After completing the drilling of the first two wells this year, Dragon Oil is charging ahead with its 2010 Turkmenistan drilling programme. The first two wells, both located on the Cheleken contract area in the beautiful Caspian Sea, have been completely drilled. Initial testing has also begun on these two wells, named the Dzheitune A/142 and 13/143. The first well, the A/142, was drilled by the Iran Khazar rig to a depth of 3,961 metres. This well underwent extensive initial testing at a rate of 2,103 barrels of oil per day. The other well that has been completely drilled, the Dzheitune 13/143, was drilled down 3,450 metres and tested at a rate of 2,168 barrels of oil per day. It is expected that further testing will be administered in the near future.
These two wells are the first of eleven wells that are scheduled to be drilled during the 2010 year. Dragon Oil’s aim in drilling these additional wells is to secure a growth in their production of oil of at least 15 percent. The company, which is headquartered in the country of Dubai, is confident that it will be able to meet it’s committed production growth target with the addition of these eleven new wells.

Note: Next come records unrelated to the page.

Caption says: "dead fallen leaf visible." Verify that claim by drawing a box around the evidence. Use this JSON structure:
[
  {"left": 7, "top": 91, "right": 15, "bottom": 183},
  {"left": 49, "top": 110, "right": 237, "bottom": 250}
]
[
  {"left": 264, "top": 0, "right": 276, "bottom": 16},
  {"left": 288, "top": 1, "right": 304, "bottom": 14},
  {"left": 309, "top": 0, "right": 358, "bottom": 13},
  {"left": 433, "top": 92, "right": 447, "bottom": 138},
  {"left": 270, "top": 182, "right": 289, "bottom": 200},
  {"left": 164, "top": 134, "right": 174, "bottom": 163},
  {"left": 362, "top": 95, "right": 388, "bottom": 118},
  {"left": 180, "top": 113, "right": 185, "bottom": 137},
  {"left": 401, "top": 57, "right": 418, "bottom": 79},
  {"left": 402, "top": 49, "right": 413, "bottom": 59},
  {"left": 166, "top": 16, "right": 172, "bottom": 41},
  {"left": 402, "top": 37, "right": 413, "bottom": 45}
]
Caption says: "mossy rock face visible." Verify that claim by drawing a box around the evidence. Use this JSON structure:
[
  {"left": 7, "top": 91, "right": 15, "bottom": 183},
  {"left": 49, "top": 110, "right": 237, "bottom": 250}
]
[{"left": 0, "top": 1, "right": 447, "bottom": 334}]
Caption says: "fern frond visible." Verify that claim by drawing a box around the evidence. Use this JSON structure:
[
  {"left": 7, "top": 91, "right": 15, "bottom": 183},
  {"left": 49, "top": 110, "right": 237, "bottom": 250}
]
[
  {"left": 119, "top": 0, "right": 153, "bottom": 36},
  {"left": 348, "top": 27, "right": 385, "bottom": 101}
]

The Khazar rig used to dig the A/142 well will next be completing a workover of a well located on the same platform as these first two wells. Another drilling rig, Rig 40, which was used to drill the second of the new wells, will begin to dig the Dzheitune 13/144 well in the coming months.
In response to the announcement concerning these newly drilled wells, Dragon Oil’s shares dipped 2.50p to land at 478.50p. Well, I thought it was good news! Perhaps someone thought it was not good enough.